Geographical distribution
The Pedaliaceae family contains 18 or more species, most of them indigenous to Africa and Asia. Sesamum indicum, originally from India, is now grown very widely: in India, the Middle East, the United States, Latin America, China, and elsewhere. It is a perennial herbaceous plant that grows up to 1 metre high. Its flowers are pink or light blue (1).

Sesame may be the first seasoning ever used. The Chinese burned Sesame oil for light and to make soot for their ink blocks. African slaves brought Sesame seeds to America. The Japanese use Sesame seed as a health food and lead the world in Sesame seed imports, followed by Europe and the US.

The fruit is a small capsule containing many seeds, which are black, white, yellow or red. They are used in food either unprocessed or after hulling. Sesame seeds are used crushed, for their oil, and as cakes (the solid residue left after processing of the oil). About 70% of the world's Sesame seed is processed into oil and meal.

Environment
The seed is available packaged in supermarkets and can be found in bulk in Middle Eastern markets and health food stores. Sesame seeds often feature in candies and baked goods, and are a common ingredient in savoury dishes of ethnic cuisines. A special process produces a clear white seed that is common on hamburger buns.

The seed can also be ground and used as flour, or as butter, known as "tahini". It can also be fermented into "tempeh", or ground into a powder and mixed with a sweetener to make “halva”. The seeds can also be sprouted and used in salads. Edible oil is obtained from the seed.
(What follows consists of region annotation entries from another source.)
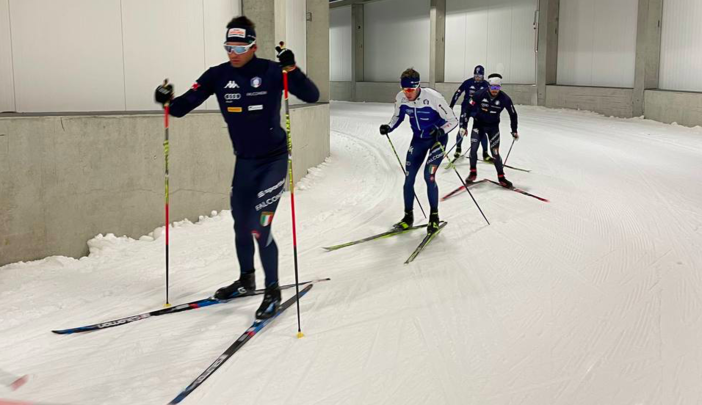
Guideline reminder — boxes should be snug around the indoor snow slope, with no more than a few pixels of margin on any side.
[0,103,702,405]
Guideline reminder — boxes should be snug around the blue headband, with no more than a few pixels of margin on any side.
[400,77,419,89]
[224,27,256,44]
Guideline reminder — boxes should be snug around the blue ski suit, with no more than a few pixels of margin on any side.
[170,56,319,286]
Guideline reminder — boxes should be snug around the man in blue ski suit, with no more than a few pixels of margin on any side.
[467,73,519,188]
[380,68,458,234]
[451,65,491,161]
[156,16,319,319]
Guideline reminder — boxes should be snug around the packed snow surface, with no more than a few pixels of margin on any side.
[0,103,702,405]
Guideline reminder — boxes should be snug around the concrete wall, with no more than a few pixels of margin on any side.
[331,82,536,105]
[645,90,702,127]
[546,86,633,118]
[306,0,329,102]
[0,104,329,265]
[329,82,354,101]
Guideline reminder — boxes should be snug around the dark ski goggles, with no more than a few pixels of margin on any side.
[224,41,256,55]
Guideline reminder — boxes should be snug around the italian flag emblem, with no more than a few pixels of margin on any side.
[261,212,273,226]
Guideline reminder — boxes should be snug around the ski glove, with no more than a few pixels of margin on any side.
[154,83,173,106]
[275,43,296,72]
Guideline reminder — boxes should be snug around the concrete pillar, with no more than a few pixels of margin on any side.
[306,0,329,102]
[351,4,364,101]
[429,0,446,88]
[241,0,276,60]
[536,0,560,105]
[632,0,663,117]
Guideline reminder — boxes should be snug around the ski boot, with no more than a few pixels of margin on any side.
[393,210,414,231]
[427,211,439,235]
[497,174,512,188]
[214,270,256,300]
[466,169,478,183]
[256,282,282,319]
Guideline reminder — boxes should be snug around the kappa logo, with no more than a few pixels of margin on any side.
[224,80,239,89]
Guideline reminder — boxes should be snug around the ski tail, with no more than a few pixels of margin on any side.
[323,224,427,252]
[168,283,314,405]
[488,179,551,202]
[441,179,485,201]
[405,221,448,264]
[51,278,330,335]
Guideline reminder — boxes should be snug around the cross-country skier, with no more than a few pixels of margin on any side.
[450,65,491,161]
[380,68,458,234]
[156,16,319,319]
[468,73,519,188]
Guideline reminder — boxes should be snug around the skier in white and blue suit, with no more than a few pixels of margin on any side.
[380,68,458,233]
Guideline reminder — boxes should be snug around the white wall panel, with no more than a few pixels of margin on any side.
[445,0,537,84]
[557,0,638,87]
[10,0,125,112]
[0,0,15,112]
[363,0,430,82]
[329,7,353,82]
[285,0,307,71]
[122,0,206,110]
[659,0,702,91]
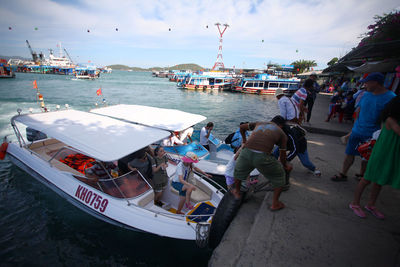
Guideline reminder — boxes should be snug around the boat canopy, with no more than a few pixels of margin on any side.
[13,110,170,161]
[90,104,207,131]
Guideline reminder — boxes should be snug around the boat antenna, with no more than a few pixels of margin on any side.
[33,80,47,112]
[212,22,229,70]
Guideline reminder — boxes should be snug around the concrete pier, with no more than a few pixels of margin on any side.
[209,95,400,266]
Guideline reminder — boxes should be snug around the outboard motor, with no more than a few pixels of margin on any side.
[26,127,47,142]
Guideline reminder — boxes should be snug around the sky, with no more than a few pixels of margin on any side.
[0,0,400,69]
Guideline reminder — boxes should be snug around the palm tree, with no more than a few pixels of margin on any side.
[291,59,317,73]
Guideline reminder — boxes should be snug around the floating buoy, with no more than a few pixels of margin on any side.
[0,142,8,160]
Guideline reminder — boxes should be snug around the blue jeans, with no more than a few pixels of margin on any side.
[272,147,315,172]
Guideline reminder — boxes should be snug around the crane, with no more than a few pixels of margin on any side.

It is used for cooking, in margarines, and so on.
Sesame seed is rich in unsaturated fatty acids, calcium, protein, and vitamins A, B and E.

Sesame has bactericidal activities, and it also acts as an antioxidant that can inhibit the production and absorption of cholesterol. It is believed to help prevent and/or combat cancer and heart disease and to have anti-diabetic, anti-ulcer and laxative properties. The lecithin in Sesame is a treatment for dermatitis and dry skin. Other uses include the treatment of blurred vision, dizziness, headaches, and nasal mucosa dryness. In addition, Sesame features in a huge variety of folk remedies, with purposes ranging from burn treatment to increasing milk production in nursing mothers.
 
Unexpected exposure
Sesame is used in the production of perfumes, cosmetics, toiletries (especially UV-barrier creams), lubricants, insecticides and fungicides. The oil is sometimes burned for lighting. Sesame oil is a solvent for intramuscular injections and has been used in plasters, liniments, ointments, capsules, and emulsions, and in the formulation of medicinal suspensions and ophthalmic preparations. Liniment that contains Sesame oil has been used in the treatment of eczema and leg ulcers (2).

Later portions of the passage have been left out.